Правый флигель сохранился, к нему лепилась та светлая веранда, где на пыльной и жесткой кушетке Лаврентьев провел беспокойную ночь. К стеклам окон, соседних с верандой, жались изнутри широкие листья гераней и фикусов, густая их зелень была плотней любых занавесей и штор; взгляд не проникал сквозь нее в комнаты, где жила тихая старушка, безмолвно поднявшаяся в полночь с постели, чтобы устроить на ночлег его, Лаврентьева, прозябшего и измокшего в дороге. Она хотела, помнится, уступить ему свое деревянное ложе с перинами и лечь на сундуке, но он, полусонный, отказался и был отведен на веранду, куда, все так же безмолвно, старушка вынесла свежее белье, большую подушку и стеганое одеяло.
Напрасно она хлопотала, – не помогли ни мягкие подушки, ни толстое одеяло, Лаврентьева знобило.
Подняв воротник, он продолжал путь по саду. Ветер хлестал по коленям мокрыми пόлами пальто; не дождь – тонкая водяная пыль летела из низких клочковатых туч и унизывала ворсинки бобрика мельчайшими светлыми бусинами. Под ногами среди палой листвы попадались никем не найденные яблоки, тронутые гнилью и бородавчатой плесенью. Лаврентьев поднимал их, вдыхал запах брожения, очищал от гнили перезревшую мякоть, – вкус, как и запах, был винный и приятный.

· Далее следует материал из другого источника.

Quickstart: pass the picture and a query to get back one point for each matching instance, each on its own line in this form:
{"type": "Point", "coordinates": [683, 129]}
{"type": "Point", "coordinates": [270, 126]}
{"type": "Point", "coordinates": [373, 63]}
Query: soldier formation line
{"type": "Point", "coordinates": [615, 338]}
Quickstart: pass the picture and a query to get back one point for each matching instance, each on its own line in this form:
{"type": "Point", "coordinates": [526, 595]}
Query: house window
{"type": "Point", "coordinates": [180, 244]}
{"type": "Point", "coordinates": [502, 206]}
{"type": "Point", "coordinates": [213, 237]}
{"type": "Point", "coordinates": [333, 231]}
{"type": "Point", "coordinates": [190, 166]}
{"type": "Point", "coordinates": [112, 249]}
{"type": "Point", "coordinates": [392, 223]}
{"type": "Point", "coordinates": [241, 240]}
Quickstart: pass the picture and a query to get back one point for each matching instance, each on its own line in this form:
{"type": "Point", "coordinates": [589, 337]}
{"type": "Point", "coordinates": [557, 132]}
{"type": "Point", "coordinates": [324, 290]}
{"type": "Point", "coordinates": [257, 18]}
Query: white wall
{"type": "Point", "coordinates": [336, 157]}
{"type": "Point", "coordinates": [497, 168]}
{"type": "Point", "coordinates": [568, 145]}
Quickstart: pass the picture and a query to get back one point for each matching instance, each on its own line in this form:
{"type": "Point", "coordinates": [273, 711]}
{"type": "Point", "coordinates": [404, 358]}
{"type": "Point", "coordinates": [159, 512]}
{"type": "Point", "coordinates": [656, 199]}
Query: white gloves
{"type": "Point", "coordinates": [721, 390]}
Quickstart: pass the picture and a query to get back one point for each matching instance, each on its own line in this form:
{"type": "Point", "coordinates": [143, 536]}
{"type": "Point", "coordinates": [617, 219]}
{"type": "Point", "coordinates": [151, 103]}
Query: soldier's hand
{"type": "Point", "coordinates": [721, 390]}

Через колючее сплетение шиповника он вышел к реке. Под невысоким, но крутым обрывом метались от ветра бурые метелки тростника; желтые сухие стебли, сталкиваясь, издавали тонкий металлический звон, брунжали, как струны, в струях быстрой, по–осеннему мутной, илистой воды. На противоположном берегу из темного ельника, густо облепившего пологий холм, высунула шатровую крышу маленькая звонница, рядом с которой зеленел плоский, как репка, куполок белой церковки.
Картина эта поразила Лаврентьева. Она напоминала ему детство и тот лесной скит, к которому он и его сверстники, блуждая по лесу в поисках ягод и грибов, подходили не без душевного трепета. Говорили, что в скиту, не подымаясь из гроба, устланного хвоей, полвека жил старец Феодосий, отчего и скит назывался Федосов. Все это было тогда таинственно и загадочно, на память приходили страшные сказки, которые ребятишки по очереди рассказывали друг другу вечерами где–нибудь на сеновале, в огородном шалаше или на бревнах возле мельницы за околицей.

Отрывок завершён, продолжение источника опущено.